Supporting the Launch of the Alliance for Safety and Justice

Throughout the post, “we” refers to GiveWell and Good Ventures, who work as partners on the Open Philanthropy Project.

The Open Philanthropy Project has recommended a grant of $1.75 million (plus a personal gift from Cari Tuna of $250,000) to launch the Alliance for Safety and Justice (ASJ), a multi-state policy reform organization. This will be one of our first large grant recommendations within criminal justice reform since Chloe Cockburn joined us to lead our work in that area.

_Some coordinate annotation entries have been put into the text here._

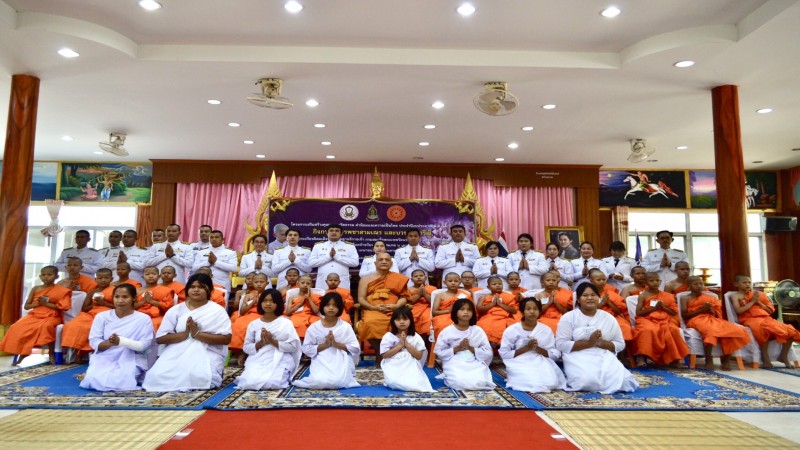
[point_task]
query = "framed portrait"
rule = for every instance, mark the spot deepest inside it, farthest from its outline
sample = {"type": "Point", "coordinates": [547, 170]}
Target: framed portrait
{"type": "Point", "coordinates": [568, 240]}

ASJ is being incubated by and modeled after Californians for Safety and Justice (CSJ), a state-based justice reform advocacy organization led by Lenore Anderson and Robert Rooks. CSJ has spent the last four years working on criminal justice reform in California, including by developing the first statewide organizing network for crime survivors that support justice reform. Vote Safe, the sister 501(c)(4) organization of CSJ, also crafted and ran the successful campaign for Proposition 47, a Californian ballot measure that changed several low-level crimes from felonies to misdemeanors and reallocated the prison cost savings into prevention and treatment. In the first year after the measure passed, California's jail and prison population is estimated to have fallen by 13,000 people. We view CSJ's work as an unusually successful example of state-based advocacy and organizing in the criminal justice reform space.

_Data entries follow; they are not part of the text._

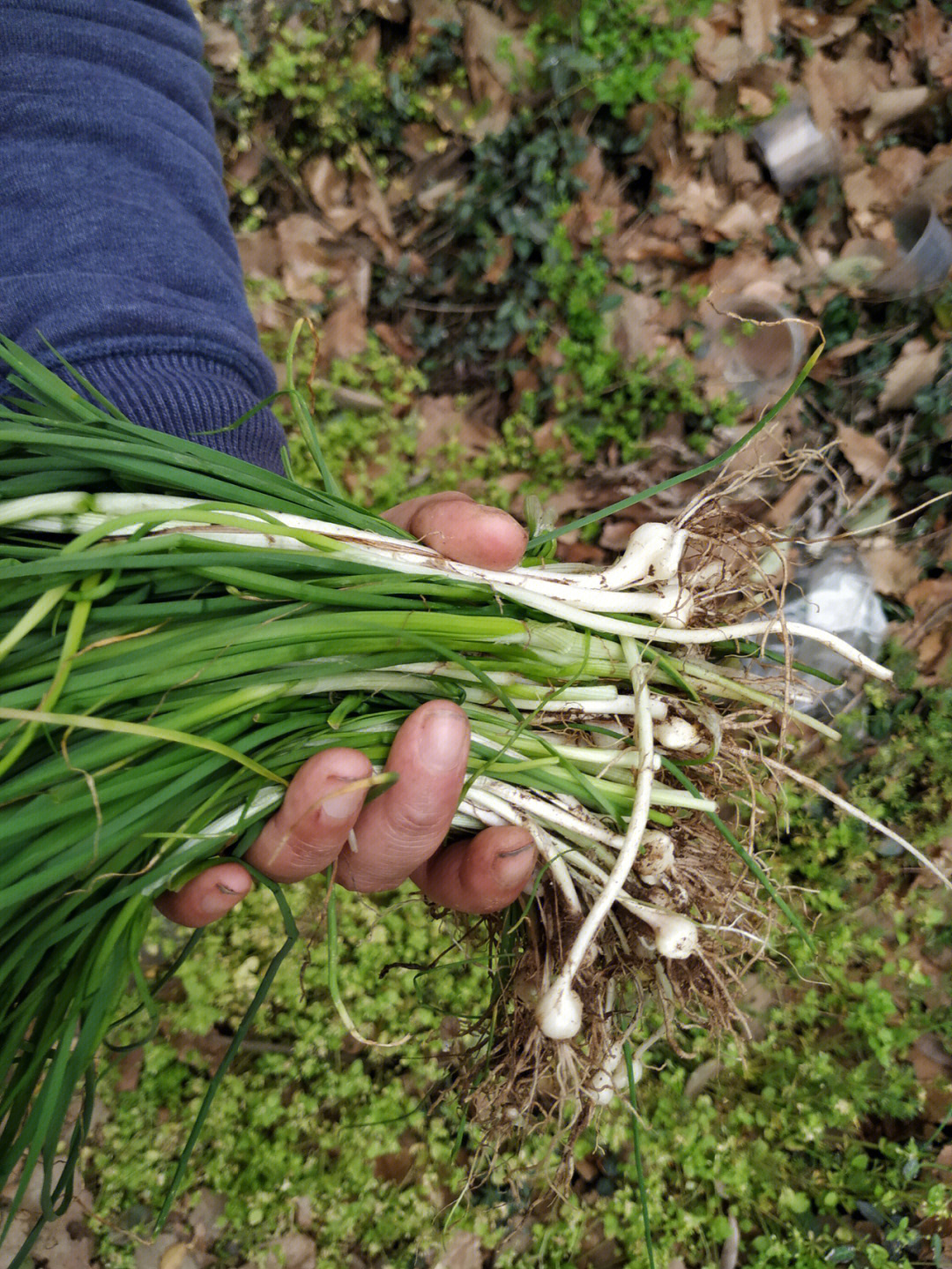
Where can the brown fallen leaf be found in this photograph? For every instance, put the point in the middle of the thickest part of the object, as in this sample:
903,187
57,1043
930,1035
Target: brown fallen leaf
760,23
303,258
495,60
462,1250
893,569
324,183
893,106
916,367
865,453
222,46
344,332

ASJ will build on these strategies to bring Anderson's and Rooks' strategic and policy sophistication to bear on state-level efforts across the U.S. ASJ aims to advance state efforts to reduce incarceration and reallocate from spending on prisons to prevention and community health. ASJ plans to select partner states to engage deeply with, in order to help state advocates strengthen their communications, alliance-building and organizing strategies and win policy reform. ASJ also plans to build a national 'center of gravity' for state advocates to share information and strategies across states and give more prominence to state-based reform efforts in the national dialogue on justice reform. Finally, ASJ aims to change the national narrative on safety by drawing attention to the experiences and voices of crime survivors calling for new safety priorities.

The closest analogue to ASJ's proposed strategy is the Freedom to Marry campaign, which was a nationally coordinated effort that brought resources and capacity to the states, partnering with state groups that worked on a variety of issues and bringing their focused attention to bear on a key target. In that case, it was marriage equality that was the chief focus; here, it is reducing mass incarceration.

Examples of policy areas where reform could potentially decrease incarceration while improving community safety include reforming mandatory minimum sentencing laws, reforming parole systems, reclassifying low-level offenses (as in Prop. 47), and increasing investments into diversion, treatment, and trauma recovery support for crime survivors. We appreciate ASJ's strong focus on both reduced incarceration and increased community safety.

Chloe believes that:

  • Criminal justice reform is receiving an unprecedented amount of national attention from both sides of politics, but this attention has not yet been converted into enough major policy victories within individual states, where the majority of the nation’s over-incarceration problem exists.
  • ASJ's team, structure and goals will position it well to make headway and build momentum within criminal justice reform more broadly.

We hope that ASJ will become a major player in criminal justice reform nationally, and are excited to support what we see as a very strong team. The grant Open Philanthropy has recommended would support ASJ's 501(c)(3) arm; Cari Tuna has also made a personal gift of $250,000 to support the 501(c)(4) arm.

We plan to publish a more detailed write-up in the near future.